Nope.The 6200 is a low end card in the 6-series on Nvidia cards.Agreed that it supports SM 3.0 but thats just not enough to pump up the juice that the Fx5900 and the 5900Ultra delivers.This card will hardly be able to deliver games decently with AA and Af enabled whereas the 5900 onwards cards will give you quite a decent performance as compared to 6200 at higher resolutions.Plus 5900 is the higher end models in the Fx range and is not pitted against the 6200.The cards that do compare or go Hand-In-hand are Ati's X300 and X600 based cards.
Lastly The FX5900 or rather the whole Fx series don't support Sm 3.0.This is just a feature which currently only the Nvidia's 6xx Series enjoy but ATI aint too far away as the soon to be released R520 core will wipe every Nvidia cards clean in terms of Specs and will introduce SM 3.0 for the 1st time in its garphics cards.


----------



## deathvirus_me (Aug 6, 2005)

> i thought 6200 is better than 5900 b'cos its 6x series card from nvidia n it also support pixel share 3.0.......does 5900 support it



The 6200 may support sm3.0 .. but a FX5900 or above is far better at performance .... a simple compaison of memory bandwidth should explain this :

*6200*

mem. interface : 64 bit/128 bit .. lets consider a 128bit model....
memory clock : 500 MHz ...

memory bandwidth : around 8 GBps ...

*FX5900*

mem. interface : 128 bit/256 bit .. lets consider the 256 bit model
memory clock : 800 MHz

memory bandwidth : around 25 GBps ....


So even if the sm3.0 in the 6200 can suffice some gain in performance when handling sm2.0 .. the raw mem. bandwidth o te FX5900 or above easiy ouperforms ...

the 6200 is more like a FX5200 of the 6 series ...

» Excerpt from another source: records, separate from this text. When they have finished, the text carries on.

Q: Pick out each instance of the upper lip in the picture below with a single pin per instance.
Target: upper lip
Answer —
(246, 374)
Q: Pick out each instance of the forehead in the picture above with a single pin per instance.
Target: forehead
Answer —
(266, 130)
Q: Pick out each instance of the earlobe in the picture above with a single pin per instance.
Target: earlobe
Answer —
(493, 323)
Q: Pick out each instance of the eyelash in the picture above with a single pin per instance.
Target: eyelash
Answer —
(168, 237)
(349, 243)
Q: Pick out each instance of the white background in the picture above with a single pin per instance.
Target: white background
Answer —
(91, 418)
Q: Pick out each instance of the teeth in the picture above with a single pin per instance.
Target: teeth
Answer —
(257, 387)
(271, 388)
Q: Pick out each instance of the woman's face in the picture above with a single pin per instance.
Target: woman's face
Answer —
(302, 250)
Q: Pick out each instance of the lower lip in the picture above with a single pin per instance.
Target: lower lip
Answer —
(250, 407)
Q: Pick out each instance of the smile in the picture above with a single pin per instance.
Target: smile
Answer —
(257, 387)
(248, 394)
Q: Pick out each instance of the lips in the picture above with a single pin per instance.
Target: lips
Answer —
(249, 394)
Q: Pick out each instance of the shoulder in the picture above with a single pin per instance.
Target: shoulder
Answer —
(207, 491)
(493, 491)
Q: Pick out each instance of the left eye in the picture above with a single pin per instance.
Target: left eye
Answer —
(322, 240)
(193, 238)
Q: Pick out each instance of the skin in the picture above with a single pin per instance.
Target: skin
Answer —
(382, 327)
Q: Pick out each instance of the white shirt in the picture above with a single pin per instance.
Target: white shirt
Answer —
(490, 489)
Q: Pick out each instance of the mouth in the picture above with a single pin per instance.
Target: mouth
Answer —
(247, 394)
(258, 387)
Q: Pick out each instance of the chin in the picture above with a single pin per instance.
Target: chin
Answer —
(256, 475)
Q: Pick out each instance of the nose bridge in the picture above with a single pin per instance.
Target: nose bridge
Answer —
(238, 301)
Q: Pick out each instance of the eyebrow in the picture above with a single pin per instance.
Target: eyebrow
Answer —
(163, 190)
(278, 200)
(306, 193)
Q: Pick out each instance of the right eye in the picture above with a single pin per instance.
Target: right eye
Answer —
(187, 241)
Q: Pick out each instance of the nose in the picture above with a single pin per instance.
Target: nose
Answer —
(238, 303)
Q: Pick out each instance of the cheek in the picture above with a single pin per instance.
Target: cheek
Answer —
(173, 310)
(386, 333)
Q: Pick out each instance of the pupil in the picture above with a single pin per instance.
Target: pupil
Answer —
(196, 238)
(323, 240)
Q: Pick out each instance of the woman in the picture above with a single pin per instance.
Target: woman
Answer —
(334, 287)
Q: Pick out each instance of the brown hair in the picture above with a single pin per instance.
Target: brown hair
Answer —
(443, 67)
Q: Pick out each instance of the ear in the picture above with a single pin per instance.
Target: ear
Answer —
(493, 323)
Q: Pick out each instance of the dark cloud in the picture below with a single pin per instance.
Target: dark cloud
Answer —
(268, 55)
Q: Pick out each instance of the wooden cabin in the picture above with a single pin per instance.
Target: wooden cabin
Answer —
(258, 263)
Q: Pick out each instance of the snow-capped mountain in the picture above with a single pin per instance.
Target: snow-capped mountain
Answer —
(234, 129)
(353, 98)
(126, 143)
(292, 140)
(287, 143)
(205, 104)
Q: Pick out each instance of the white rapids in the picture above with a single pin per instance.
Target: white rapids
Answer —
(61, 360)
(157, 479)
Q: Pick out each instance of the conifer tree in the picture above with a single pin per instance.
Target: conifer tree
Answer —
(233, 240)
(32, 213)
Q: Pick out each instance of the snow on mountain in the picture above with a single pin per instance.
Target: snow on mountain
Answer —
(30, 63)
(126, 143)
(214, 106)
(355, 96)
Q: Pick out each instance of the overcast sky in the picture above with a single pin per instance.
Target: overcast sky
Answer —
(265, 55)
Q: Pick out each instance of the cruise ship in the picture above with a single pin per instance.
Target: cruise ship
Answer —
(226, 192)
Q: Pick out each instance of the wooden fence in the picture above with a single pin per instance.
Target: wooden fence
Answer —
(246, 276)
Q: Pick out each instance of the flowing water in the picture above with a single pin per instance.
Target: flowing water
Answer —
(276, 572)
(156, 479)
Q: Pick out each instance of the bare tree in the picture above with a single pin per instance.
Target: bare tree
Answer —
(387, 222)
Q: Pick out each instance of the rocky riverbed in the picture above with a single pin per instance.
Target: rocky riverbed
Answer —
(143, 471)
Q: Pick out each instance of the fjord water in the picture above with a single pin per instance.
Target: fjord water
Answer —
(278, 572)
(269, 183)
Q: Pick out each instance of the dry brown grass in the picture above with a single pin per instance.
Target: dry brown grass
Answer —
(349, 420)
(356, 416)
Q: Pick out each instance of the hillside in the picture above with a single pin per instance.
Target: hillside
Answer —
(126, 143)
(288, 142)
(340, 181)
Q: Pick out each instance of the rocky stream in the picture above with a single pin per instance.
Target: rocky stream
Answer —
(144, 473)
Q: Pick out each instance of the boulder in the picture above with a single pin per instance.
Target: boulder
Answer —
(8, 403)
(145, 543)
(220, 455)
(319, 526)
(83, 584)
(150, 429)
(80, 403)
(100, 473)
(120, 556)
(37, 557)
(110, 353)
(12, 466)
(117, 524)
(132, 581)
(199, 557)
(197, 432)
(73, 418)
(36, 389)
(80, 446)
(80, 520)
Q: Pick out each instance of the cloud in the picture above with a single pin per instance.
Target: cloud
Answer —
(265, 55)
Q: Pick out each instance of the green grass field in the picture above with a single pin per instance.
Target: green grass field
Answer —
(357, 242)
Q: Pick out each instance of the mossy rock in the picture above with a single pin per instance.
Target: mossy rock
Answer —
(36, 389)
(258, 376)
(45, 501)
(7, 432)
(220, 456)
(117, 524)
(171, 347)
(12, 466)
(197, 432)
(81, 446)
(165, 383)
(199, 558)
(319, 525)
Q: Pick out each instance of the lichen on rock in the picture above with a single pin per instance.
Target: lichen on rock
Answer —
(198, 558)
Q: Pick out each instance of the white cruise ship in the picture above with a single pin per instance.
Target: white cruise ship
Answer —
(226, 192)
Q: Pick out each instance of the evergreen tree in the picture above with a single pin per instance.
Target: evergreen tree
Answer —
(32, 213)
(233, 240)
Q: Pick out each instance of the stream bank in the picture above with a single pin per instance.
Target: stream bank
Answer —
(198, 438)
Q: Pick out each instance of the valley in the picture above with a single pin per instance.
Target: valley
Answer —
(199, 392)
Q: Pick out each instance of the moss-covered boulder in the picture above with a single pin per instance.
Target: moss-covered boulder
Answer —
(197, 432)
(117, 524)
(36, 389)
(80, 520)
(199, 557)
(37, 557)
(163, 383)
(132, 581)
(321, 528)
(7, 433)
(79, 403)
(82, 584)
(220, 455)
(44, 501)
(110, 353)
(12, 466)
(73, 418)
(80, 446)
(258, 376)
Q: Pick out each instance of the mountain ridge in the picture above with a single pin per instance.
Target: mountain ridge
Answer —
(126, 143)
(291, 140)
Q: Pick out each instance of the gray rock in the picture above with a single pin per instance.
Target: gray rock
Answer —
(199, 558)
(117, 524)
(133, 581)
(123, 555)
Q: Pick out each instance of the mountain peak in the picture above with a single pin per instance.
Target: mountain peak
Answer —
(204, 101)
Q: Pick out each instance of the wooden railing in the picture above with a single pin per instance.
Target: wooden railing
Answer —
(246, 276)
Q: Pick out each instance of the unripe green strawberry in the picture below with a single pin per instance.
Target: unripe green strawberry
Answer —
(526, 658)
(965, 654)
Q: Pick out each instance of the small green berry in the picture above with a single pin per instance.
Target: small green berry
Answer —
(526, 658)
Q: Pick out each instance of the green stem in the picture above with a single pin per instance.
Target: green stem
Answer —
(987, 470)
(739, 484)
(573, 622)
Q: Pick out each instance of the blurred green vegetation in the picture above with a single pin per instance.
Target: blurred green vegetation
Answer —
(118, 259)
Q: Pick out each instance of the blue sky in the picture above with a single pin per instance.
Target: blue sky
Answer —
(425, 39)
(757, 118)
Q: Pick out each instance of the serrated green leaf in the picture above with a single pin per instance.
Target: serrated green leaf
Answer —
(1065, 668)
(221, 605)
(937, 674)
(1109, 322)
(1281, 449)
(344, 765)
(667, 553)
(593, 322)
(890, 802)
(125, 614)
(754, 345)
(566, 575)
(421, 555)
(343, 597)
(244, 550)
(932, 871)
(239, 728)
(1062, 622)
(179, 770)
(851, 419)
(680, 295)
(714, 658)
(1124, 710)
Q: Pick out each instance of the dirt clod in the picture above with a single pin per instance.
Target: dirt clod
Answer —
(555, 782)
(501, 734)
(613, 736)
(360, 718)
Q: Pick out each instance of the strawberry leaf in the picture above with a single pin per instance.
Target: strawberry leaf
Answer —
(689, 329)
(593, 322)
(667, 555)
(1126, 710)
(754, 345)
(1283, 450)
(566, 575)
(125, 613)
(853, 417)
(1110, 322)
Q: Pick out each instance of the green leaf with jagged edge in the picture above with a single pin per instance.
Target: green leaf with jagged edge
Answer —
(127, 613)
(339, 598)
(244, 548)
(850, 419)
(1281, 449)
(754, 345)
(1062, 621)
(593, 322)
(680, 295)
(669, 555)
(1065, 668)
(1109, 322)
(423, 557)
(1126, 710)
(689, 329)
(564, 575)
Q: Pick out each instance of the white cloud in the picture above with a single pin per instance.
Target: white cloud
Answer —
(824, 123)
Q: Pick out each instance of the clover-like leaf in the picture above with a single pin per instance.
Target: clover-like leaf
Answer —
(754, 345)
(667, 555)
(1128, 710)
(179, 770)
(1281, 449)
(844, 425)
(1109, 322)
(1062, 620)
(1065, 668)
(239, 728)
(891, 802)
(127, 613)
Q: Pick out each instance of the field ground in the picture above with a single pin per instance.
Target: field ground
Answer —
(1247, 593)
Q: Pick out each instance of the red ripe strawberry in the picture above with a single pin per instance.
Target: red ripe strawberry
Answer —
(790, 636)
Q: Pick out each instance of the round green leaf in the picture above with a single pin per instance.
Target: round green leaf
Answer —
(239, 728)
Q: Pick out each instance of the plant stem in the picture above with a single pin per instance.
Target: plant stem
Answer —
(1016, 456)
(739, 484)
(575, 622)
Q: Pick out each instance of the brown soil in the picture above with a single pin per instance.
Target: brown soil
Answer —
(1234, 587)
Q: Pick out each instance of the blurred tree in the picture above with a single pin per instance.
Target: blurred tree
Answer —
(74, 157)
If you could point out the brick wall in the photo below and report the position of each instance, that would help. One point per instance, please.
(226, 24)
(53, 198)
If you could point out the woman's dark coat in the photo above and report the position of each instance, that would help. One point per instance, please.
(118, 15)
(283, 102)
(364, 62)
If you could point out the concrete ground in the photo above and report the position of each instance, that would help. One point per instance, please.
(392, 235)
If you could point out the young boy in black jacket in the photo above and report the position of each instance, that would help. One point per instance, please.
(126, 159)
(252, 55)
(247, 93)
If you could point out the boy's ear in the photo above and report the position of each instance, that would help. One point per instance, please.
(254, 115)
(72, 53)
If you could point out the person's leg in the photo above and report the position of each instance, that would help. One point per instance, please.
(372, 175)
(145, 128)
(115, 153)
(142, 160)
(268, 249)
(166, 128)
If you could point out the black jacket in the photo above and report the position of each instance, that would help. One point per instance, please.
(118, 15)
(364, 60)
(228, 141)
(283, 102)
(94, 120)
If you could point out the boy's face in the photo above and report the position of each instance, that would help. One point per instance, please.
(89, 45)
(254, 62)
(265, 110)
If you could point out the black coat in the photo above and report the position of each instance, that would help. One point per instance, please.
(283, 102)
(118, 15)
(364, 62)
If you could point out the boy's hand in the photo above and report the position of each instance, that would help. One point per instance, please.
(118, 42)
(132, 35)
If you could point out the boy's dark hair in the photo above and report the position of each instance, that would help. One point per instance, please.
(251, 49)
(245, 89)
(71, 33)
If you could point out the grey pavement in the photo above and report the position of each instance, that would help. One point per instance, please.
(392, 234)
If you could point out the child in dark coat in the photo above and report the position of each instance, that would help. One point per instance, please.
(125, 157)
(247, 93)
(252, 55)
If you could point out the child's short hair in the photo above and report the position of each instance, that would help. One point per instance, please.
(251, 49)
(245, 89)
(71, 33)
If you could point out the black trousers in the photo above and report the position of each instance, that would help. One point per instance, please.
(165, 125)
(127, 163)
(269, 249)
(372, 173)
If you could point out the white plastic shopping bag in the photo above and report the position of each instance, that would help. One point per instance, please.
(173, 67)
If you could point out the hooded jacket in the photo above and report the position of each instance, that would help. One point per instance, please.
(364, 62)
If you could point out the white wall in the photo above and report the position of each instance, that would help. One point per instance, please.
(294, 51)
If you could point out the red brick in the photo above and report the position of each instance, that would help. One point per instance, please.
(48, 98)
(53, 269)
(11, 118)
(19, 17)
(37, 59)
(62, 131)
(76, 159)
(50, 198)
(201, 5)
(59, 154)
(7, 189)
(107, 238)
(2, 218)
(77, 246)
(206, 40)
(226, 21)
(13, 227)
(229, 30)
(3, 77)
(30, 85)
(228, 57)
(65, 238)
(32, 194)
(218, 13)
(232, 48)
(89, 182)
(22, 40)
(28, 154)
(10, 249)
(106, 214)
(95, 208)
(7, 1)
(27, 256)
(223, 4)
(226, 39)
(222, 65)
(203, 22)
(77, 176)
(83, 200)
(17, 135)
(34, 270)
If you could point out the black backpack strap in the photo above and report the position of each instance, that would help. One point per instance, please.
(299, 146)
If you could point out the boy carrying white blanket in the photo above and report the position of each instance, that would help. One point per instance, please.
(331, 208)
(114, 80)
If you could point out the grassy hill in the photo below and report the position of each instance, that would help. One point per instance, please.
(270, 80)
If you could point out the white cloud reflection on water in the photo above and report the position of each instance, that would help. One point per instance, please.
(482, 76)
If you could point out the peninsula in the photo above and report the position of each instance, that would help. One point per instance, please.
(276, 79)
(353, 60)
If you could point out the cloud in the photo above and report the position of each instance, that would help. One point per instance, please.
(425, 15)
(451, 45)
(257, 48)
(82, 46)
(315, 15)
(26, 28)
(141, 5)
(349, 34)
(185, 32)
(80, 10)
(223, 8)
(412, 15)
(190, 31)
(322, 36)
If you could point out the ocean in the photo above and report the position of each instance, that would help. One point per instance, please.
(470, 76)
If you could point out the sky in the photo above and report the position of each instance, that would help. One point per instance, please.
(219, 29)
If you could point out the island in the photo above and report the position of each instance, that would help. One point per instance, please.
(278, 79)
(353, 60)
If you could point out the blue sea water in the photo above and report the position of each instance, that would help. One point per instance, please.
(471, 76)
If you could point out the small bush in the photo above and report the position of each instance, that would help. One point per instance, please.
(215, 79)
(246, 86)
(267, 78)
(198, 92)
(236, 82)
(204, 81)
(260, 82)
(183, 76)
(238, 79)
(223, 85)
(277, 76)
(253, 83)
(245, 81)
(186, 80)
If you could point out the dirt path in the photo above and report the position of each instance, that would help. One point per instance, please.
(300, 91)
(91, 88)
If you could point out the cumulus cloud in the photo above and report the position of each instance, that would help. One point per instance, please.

moreover the 256bit mem. bandwidth of th FX59xx seres helps it to handle aa,af more easily ...

And imagine a FX5950XT card clocked at 950MHz !!! the 6200 will easily lose ...


----------



## PainKiller (Aug 6, 2005)

As u said ".....5900 is the higher end models in the Fx range and is not pitted against the 6200.The cards that do compare or go Hand-In-hand are Ati's X300 and X600 based cards....."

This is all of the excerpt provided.